Dienstag, 17. März 2015

Narrenweisheit

Foto: Niki S.















In vielen Zitaten sind Narren eher Dummköpfe, die von nichts eine Ahnung haben. Heutzutage denken wir bei diesem Begriff vor allem an den Karneval. Das moderne närrische Treiben ist nicht jedermanns Sache, schaut man aber zurück in die Geschichte, dann hat der Narr im ausgehenden 14. und 15. Jahrhundert eine sehr interessante Bedeutung. Es gab Hofnarren, die als Spaßmacher und Zeitvertreiber agierten, doch die sogenannten "allgemeinen Narren" bekamen eine religiöse und philosophische Funktion. Sie waren ernste Figuren, die ihre Herren ständig daran erinnern sollten, dass auch sie der Sünde verfallen können. Ihre Gegenwart war eine ständige Erinnerung an die Vergänglichkeit des menschliches Daseins.
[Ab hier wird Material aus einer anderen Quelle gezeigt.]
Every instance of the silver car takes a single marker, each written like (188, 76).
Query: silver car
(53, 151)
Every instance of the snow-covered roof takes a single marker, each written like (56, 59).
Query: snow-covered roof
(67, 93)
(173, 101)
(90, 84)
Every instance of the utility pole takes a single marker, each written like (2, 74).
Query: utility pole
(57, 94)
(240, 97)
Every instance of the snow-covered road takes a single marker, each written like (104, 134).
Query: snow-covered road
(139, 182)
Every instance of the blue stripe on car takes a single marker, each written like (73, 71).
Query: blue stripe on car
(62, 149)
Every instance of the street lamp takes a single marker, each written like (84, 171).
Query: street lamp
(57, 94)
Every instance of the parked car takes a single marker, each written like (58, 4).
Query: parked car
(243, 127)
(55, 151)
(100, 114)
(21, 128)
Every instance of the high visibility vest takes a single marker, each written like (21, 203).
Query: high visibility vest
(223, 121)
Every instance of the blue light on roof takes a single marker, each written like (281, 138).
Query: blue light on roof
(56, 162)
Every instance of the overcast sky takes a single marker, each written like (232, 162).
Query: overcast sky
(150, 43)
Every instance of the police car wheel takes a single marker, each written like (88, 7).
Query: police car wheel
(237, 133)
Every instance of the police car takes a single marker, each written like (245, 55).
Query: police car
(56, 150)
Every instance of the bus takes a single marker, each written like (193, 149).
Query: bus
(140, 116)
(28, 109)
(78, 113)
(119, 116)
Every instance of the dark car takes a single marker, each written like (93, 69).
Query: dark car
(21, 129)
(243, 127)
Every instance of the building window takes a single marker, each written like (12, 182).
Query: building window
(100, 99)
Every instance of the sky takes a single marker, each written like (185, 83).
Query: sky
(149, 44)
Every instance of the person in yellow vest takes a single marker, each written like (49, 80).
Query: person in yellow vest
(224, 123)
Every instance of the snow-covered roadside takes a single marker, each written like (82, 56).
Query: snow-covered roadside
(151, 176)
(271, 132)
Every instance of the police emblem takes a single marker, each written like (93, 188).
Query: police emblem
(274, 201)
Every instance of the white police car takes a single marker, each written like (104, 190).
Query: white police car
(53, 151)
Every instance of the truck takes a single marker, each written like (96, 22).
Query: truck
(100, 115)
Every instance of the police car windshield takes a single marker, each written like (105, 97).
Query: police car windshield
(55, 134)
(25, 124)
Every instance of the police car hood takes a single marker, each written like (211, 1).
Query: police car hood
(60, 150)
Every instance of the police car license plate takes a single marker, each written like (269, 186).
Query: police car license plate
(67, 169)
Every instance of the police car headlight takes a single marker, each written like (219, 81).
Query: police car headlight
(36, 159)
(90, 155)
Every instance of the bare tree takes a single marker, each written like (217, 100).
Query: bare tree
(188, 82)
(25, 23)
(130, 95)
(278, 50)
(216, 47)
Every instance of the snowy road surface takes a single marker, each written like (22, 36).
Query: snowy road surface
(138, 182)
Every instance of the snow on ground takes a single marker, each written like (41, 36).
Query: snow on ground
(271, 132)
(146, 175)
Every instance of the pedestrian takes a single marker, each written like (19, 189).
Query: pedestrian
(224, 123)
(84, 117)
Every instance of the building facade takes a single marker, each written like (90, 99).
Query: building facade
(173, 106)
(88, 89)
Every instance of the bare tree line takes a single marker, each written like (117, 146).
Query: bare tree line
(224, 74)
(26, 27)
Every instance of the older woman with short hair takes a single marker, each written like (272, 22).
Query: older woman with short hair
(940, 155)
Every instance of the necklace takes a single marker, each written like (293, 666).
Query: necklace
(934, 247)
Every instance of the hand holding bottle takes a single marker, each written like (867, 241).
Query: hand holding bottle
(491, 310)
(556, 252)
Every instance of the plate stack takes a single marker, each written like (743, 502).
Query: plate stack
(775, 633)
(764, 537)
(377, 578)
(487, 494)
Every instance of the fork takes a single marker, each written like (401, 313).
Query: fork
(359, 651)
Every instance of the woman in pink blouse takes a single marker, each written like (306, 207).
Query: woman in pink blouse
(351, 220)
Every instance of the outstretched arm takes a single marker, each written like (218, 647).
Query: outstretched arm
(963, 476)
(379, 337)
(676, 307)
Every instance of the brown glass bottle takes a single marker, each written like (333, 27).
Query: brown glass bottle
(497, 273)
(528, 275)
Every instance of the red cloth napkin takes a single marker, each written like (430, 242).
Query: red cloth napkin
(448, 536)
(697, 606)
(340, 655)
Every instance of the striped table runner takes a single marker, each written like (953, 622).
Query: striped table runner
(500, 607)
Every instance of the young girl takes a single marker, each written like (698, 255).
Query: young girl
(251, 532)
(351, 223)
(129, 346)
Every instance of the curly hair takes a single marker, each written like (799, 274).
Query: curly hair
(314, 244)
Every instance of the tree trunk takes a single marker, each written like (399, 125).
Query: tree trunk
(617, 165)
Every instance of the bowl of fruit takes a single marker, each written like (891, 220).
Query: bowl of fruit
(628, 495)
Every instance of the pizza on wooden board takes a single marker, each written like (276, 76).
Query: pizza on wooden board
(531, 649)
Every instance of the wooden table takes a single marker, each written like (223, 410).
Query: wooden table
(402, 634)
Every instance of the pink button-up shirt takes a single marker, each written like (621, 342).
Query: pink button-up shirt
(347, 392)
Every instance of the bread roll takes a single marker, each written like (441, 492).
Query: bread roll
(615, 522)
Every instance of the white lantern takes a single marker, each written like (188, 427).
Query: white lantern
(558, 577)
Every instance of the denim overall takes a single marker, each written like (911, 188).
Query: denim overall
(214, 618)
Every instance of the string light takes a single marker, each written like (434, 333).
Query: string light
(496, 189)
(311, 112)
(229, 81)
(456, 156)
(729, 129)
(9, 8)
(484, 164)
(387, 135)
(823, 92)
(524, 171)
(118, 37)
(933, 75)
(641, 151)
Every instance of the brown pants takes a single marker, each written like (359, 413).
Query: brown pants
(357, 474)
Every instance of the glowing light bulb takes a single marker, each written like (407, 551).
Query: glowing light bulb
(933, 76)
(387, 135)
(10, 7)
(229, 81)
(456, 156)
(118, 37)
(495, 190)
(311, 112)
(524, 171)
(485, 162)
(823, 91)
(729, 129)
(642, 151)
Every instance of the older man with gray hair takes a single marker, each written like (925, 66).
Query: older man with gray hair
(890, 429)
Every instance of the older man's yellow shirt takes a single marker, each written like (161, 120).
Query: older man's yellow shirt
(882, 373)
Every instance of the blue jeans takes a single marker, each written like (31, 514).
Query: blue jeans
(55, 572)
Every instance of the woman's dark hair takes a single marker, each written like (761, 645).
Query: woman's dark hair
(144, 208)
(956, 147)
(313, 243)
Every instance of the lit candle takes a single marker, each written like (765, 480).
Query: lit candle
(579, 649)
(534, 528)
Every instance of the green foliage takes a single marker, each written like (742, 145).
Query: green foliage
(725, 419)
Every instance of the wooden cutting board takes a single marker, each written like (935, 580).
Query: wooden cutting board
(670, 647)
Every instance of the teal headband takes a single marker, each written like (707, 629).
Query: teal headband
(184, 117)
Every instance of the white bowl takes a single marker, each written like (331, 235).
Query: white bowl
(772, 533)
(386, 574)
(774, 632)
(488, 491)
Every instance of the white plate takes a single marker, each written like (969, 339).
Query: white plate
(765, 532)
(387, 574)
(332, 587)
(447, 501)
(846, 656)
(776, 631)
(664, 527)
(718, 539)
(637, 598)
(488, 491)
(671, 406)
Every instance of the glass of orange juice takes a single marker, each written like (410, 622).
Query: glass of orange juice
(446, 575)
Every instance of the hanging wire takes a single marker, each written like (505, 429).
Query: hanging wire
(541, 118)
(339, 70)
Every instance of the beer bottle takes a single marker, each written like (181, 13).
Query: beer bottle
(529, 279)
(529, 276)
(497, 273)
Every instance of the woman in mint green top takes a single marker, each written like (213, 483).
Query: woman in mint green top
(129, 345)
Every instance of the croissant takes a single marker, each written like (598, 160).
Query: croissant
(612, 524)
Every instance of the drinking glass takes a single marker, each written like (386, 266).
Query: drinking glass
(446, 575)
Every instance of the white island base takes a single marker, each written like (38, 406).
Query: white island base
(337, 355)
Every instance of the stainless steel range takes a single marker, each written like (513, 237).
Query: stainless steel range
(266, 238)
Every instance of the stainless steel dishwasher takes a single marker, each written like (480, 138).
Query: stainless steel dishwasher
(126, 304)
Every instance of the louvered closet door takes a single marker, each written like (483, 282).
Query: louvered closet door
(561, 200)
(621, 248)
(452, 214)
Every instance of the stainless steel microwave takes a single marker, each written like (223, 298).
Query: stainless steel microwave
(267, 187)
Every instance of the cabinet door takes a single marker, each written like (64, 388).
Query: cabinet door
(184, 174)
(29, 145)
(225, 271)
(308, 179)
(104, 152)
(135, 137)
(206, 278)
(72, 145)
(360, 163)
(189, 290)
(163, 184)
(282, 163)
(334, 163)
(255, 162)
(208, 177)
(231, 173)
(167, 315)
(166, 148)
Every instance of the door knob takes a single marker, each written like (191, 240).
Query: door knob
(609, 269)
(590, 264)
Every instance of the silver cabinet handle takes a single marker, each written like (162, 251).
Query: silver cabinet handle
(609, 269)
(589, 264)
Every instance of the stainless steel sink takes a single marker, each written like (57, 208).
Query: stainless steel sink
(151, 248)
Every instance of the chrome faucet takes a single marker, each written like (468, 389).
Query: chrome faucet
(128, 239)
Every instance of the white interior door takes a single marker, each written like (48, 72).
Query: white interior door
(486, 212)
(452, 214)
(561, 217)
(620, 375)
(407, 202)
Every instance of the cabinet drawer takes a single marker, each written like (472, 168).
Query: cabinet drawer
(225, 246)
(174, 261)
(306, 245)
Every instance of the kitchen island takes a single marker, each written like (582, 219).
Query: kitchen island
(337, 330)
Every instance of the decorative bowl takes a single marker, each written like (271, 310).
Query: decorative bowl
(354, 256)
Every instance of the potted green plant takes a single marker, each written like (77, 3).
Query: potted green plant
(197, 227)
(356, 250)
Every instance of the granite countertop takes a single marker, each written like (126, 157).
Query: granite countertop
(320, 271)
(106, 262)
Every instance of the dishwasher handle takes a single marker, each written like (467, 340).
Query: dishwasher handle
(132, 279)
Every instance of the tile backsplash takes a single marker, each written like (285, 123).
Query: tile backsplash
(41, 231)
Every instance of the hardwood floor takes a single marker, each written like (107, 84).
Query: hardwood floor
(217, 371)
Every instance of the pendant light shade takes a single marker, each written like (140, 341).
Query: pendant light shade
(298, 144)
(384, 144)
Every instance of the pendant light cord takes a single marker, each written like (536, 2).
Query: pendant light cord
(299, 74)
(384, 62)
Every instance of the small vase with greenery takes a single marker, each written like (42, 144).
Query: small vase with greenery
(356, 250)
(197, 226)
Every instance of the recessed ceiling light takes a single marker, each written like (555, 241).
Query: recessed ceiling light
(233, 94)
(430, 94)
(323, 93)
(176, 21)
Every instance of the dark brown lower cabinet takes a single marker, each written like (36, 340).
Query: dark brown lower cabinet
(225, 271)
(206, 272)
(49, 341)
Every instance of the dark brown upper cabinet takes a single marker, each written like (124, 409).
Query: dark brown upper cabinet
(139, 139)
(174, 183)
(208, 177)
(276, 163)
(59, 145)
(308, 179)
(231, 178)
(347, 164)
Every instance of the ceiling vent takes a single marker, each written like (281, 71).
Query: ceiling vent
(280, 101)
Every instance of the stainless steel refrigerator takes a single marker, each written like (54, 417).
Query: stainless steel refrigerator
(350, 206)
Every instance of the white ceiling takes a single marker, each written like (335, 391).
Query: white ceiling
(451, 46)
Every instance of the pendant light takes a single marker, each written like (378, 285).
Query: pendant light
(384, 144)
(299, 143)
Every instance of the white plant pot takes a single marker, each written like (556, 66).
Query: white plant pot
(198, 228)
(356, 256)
Im Mittelalter unterschied man zwei Arten von Narren, die natürlichen und die künstlichen Narren. Als natürliche Narren galten Geisteskranke, geistig Behinderte und Missgestaltete. Die künstlichen Narren waren Menschen, die sich dumm oder tölpelhaft stellten, absichtlich Scherze trieben. Diese Menschen mussten ein gewisses Maß Intelligenz besitzen, um glaubwürdig in die Rolle des Narren schlüpfen zu können. 
Der Narr entstand als eine Figur, die keinen festen Platz in der ständischen Ordnung und somit in der Gesellschaft hat, die sich keinerlei Normen verpflichtet fühlt und in ihrer menschlichen Gegebenheit aus dem System fällt.
(Quelle: wikipedia.de)

Eine weitere Dimension des Narren wird im Tarot beschrieben. Die nullte Karte geht allen anderen Symbolfiguren voraus. Sie steht für Neugier, für das Kind in uns, für Naivität und Unbekümmertheit. Der Narr muss seine Erfahrungen im Leben erst noch machen. Er steht am Beginn einer Phantastischen Reise. (...) Der Narr und auch wir selbst müssen erst noch reifen. Aber um zu wachsen und zu gedeihen müssen wir unsere gewohnte Komfortzone verlassen und bereit sein, uns auf neue Erfahrungen einzulassen.
Am Ende der Reise besitzen wir das Geheimnis der Bedeutung der Welt – die Auflösung der Dualität und das Wissen um die karmischen Gesetze von Ursache und Wirkung. Der Narr ist der Beginn einer phantastischen Reise des Bewusstseins in eine tiefere dahinterliegende Ebene des Seins.

(Quelle: astrolymp.de)

Der Narr hält sich für weise,
aber der Weise weiß, 

dass er ein Narr ist.

William Shakespeare

Donnerstag, 22. Januar 2015

Gute Vorsätze - Achtsamkeit!

Gute Vorsätze fürs Neue Jahr habe ich normalerweise nicht, weil ich genau weiß, dass die bestenfalls ein paar Wochen lang halten. Was ich aber für eine sehr gute Idee halte, sind die Vorsätze, die avaaz.org in diesen Tagen vorgeschlagen hat. Diese Übungen praktiziere ich seit vielen Jahren und kann nur sagen: Sie wirken. Auch wenn es nicht immer gelingt,  es ist wie beim Fotografieren bzw. wie bei allem: Übung macht den Meister. Vor allem die erste ist eine große Achtsamkeitsübung:

Allen mit Güte und Respekt begegnen
Wir werden uns selbst und anderen Menschen soweit es geht mit Güte und Respekt begegnen. Jede Person hat mit Dingen zu kämpfen, von denen wir vielleicht überhaupt nichts wissen.

Weisheit anstreben
Wir bemühen uns, weise Entscheidungen zu treffen und uns selbst und anderen Menschen aufmerksam zuzuhören. Wir wollen unser Herz, unseren Verstand und unsere Intuition in ein harmonisches Gleichgewicht bringen, das sich richtig anfühlt.

Dankbarkeit zeigen
Wir denken möglichst oft darüber nach, wofür wir dankbar sind. So können wir die Dinge relativieren, negative Gedanken loslassen und unsere Wurzeln in den Sachen finden, die wirklich wichtig sind.

Mögen die Übungen gelingen.
Wenn es nicht auf Anhieb klappt, muss niemand warten, bis ein neues Jahr anfängt. Ein kleines Kind steht auch immer wieder auf, wenn es hinfällt. Manchmal tut es weh, es gibt Geschrei oder Tränen - aber irgendwann hat es laufen gelernt.